Simon Pegg turned zombie movies into a romantic comedy by cowriting and starring in Shaun of the Dead. Collaborating again with director Edgar Wright, the boys turned their attention to cop movies. Hot Fuzz focuses on the extravagant American spectacles like Point Break and Bad Boys II, movies that are as overpowering in the UK as they are here.
Simon Pegg Talks Hot Fuzz
"It's not just a number of movies, it's a whole genre that has fed into British culture since the '50s in all its incarnations through the sort of hard bitten French Connection/Serpicos of the '70s through to the more high concept Lethal Weapons and Die Hards and Last Boy Scouts and right into Bad Boys II," explained Pegg. "It's evolved into the British consciousness.
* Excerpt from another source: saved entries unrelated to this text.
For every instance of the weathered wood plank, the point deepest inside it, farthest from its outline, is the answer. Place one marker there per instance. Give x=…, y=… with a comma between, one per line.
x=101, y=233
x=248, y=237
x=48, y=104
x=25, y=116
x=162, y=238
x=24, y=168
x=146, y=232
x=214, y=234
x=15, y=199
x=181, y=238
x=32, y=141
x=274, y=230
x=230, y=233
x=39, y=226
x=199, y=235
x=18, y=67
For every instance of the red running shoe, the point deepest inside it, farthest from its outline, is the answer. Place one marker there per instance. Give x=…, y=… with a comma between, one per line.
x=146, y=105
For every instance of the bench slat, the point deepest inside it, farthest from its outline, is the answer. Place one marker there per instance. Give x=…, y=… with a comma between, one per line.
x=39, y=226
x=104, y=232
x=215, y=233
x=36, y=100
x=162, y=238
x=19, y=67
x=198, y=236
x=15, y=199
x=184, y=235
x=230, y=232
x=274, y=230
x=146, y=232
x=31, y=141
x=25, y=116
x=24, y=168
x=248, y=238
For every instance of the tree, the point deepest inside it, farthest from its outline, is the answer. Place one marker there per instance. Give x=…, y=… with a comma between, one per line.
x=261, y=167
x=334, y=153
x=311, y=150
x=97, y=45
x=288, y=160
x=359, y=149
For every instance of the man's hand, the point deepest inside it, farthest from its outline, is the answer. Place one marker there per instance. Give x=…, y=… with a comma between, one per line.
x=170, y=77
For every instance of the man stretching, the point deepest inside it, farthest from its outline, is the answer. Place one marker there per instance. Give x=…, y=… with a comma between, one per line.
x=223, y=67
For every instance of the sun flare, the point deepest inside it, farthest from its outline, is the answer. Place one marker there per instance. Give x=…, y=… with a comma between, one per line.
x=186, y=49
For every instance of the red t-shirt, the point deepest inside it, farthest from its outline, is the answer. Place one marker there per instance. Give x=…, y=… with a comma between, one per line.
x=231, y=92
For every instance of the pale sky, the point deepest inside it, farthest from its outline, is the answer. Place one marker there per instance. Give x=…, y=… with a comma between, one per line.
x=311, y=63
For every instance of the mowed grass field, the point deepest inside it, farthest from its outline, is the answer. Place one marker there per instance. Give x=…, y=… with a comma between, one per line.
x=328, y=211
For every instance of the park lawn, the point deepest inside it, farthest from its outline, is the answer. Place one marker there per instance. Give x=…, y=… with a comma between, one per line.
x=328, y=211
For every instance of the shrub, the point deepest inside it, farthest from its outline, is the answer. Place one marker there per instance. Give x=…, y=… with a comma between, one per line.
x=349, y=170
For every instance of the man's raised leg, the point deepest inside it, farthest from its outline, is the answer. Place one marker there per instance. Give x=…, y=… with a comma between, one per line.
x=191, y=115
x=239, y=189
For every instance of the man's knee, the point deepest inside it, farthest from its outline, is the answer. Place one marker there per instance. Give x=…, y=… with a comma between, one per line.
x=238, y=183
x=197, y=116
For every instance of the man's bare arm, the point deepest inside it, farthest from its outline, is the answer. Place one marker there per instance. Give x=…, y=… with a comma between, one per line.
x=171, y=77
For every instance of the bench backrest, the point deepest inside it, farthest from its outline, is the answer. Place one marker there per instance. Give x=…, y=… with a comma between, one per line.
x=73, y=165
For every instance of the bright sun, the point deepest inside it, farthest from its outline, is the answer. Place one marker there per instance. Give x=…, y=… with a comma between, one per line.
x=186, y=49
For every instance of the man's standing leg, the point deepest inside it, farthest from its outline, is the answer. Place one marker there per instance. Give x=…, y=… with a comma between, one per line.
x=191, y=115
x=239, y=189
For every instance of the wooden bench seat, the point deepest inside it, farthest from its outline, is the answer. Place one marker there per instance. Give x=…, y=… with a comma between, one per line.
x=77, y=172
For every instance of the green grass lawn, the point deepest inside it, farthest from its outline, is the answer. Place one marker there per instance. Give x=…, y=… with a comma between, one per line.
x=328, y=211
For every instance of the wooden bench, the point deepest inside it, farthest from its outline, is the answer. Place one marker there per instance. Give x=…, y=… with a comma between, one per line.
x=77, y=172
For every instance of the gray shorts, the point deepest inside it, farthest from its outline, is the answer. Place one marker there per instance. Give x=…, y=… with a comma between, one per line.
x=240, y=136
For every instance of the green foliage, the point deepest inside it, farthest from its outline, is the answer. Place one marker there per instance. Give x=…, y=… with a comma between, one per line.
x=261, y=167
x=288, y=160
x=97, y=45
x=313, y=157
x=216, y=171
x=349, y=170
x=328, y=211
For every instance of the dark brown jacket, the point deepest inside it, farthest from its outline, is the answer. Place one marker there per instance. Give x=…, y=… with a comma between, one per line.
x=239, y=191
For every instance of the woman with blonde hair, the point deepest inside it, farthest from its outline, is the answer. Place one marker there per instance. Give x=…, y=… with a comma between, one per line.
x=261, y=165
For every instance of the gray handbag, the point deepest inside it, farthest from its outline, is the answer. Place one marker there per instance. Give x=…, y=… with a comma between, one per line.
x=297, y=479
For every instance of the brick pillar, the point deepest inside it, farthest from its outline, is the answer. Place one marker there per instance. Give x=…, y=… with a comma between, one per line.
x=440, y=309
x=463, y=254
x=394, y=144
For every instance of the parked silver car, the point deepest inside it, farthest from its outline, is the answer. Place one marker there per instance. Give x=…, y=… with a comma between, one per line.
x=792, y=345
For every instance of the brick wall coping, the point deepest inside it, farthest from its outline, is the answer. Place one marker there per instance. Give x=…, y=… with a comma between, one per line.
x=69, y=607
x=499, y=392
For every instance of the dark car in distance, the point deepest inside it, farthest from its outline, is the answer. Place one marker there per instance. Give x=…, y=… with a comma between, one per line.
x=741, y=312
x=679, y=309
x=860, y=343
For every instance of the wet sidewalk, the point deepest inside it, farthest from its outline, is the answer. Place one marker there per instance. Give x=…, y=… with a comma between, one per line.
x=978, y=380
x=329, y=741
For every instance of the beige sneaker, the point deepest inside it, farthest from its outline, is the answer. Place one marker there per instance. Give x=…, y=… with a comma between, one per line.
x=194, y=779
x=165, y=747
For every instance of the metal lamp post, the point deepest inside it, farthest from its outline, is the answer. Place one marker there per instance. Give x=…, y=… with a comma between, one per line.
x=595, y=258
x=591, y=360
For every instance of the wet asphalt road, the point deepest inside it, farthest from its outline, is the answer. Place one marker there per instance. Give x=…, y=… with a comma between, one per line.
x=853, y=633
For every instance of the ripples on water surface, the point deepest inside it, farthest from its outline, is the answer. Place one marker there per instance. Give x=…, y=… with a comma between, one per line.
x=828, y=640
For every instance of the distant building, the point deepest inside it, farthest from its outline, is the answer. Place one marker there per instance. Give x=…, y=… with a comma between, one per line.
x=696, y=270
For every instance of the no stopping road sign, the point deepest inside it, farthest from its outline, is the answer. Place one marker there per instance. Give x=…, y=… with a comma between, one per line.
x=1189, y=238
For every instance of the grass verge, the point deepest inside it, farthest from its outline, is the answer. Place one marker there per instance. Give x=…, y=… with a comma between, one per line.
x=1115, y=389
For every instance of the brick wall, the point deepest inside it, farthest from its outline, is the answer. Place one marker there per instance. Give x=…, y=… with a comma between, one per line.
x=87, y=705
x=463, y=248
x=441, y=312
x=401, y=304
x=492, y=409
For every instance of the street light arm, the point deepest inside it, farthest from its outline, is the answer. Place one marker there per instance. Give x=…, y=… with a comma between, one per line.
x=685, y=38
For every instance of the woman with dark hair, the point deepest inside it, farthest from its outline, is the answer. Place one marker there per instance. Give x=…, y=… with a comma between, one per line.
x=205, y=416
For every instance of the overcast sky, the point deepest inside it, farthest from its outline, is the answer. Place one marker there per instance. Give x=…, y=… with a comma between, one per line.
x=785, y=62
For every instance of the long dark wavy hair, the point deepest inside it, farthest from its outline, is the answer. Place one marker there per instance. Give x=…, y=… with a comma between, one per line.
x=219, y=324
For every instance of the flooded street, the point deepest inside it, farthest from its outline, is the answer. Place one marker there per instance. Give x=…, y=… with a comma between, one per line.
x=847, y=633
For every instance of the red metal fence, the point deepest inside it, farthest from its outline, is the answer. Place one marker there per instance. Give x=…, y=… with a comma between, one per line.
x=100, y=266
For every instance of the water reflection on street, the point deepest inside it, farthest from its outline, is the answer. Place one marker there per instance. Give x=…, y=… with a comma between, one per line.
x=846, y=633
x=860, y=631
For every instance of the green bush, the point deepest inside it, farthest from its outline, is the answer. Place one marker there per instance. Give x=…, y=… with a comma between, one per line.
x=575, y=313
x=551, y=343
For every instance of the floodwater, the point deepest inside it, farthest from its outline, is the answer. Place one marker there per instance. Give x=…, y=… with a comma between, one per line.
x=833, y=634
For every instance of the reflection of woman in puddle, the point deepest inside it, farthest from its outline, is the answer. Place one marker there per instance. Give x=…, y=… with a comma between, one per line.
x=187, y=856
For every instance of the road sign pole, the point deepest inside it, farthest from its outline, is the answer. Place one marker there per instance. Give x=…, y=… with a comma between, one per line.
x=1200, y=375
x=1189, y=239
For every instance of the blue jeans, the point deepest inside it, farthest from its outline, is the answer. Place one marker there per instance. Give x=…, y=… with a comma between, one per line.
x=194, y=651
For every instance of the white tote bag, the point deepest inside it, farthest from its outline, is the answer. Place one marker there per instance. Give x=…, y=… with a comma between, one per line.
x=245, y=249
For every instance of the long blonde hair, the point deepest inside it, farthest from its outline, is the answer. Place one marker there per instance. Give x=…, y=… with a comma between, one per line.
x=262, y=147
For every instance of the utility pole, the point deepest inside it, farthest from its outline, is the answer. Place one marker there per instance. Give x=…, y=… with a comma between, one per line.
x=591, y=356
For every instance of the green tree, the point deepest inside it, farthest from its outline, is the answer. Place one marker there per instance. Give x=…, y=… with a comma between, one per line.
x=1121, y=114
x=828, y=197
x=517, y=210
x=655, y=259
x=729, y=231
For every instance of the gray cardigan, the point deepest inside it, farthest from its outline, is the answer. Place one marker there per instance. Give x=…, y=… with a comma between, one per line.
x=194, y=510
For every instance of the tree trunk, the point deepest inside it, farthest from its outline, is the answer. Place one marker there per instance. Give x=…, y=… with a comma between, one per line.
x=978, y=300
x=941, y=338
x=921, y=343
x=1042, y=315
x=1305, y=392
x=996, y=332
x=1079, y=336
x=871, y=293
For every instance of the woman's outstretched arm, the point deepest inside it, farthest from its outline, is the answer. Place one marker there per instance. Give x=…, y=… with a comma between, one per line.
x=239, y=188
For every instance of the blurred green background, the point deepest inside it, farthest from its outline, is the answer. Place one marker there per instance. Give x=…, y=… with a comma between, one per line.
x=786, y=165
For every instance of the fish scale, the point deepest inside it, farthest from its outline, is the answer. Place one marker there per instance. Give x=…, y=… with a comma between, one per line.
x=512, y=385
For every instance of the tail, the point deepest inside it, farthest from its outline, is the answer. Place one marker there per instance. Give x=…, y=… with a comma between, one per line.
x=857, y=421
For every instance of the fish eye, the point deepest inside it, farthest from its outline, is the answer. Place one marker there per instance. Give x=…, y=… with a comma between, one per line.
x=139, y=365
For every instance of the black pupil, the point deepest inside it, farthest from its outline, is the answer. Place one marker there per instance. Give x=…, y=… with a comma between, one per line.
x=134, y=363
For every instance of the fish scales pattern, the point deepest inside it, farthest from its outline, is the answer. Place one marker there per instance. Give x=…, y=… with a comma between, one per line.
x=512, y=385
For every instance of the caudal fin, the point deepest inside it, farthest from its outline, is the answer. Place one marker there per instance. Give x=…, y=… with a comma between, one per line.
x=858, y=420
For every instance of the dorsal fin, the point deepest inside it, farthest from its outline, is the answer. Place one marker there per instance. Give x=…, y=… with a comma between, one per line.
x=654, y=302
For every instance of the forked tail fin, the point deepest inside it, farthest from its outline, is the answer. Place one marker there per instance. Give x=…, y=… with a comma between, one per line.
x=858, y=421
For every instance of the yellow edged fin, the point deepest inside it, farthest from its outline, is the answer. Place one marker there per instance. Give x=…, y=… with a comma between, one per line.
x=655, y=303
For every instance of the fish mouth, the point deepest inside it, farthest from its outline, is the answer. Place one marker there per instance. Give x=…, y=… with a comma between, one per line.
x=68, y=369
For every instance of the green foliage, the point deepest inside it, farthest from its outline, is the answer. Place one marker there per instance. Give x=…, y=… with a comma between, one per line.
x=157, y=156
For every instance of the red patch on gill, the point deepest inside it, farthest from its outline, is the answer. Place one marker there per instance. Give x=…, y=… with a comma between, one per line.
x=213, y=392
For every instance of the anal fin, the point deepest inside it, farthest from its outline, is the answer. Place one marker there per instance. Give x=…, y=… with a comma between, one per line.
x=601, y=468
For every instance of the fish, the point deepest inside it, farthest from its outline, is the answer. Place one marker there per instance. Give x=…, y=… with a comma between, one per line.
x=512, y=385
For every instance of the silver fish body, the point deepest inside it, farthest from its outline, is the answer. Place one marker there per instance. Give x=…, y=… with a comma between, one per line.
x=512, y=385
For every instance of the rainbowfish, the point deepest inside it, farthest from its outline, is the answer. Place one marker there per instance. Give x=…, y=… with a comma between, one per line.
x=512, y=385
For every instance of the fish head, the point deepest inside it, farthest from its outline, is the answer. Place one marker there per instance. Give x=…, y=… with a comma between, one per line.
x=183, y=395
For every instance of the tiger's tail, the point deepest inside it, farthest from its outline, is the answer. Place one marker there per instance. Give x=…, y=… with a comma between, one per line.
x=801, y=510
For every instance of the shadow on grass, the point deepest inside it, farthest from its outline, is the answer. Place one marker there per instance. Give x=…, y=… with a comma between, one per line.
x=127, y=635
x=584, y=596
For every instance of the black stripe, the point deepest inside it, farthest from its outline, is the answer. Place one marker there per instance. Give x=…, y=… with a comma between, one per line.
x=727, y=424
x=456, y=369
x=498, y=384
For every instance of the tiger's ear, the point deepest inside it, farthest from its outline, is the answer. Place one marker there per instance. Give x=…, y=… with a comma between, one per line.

And also, we're very hungry for American culture in the UK. I think there's something, we don't quite like seeing ourselves on the screen. We get a bit bored of it so exotic locations and people who have guns is so exciting to us."
The name comes from the style of two-word titles like those mentioned in Pegg's above examples. When musicians The Killers came out with an album called Hot Fuss, it was pure coincidence.
"We came before that although it was a simultaneous sort of moment. We were in New York and I walked into a record shop and there it was and I thought, 'Oh sh*t, someone's made an album with a very similar title to our film.' But we saw the Killers recently at a thing. We didn't sort of talk about it either, did we? We just sort of said hello to them."
Pegg has made his own big American action movie, but his Mission: Impossible III role kept him from most of the spectacle. "Most of my stuff was actually fairly studio based. I was kind of IMF headquarters so I didn’t get to see too much of the action. I did go to set one day and they were shooting a scene where the car was rolling over and over and that was very interesting to watch. It was interesting to see just how similar huge budget and small budget films are. It's not a massive leap really. It's the same dynamic on set, it's the same relationship between the first and the cast and the first and the director, the director and the cast and so on and so on. What differs are the resources and it was amazing to see the resources they had on Mission: Impossible III. It was $180 million worth of film there. You could make a hell of a lot of Hot Fuzzes for that. The catering was probably the thing that amazed me the most."
Though most of the films mentioned so far are part of lucrative franchises, Pegg doesn't think Hot Fuzz should spawn sequels. "I don't know, I think it would be silly to do. It's an easier sequel to do than Shaun of the Dead because it's just Danny and Angel getting into another adventure, but it's like Hot Fuzz is like an origin story. It's how they become Hot Fuzz and I think once you have them just being Hot Fuzz, it'll be less fun. It would just be two hours of the last half hour of Hot Fuzz. Tiring."
Hot Fuzz opens to theatres tomorrow, April 20th.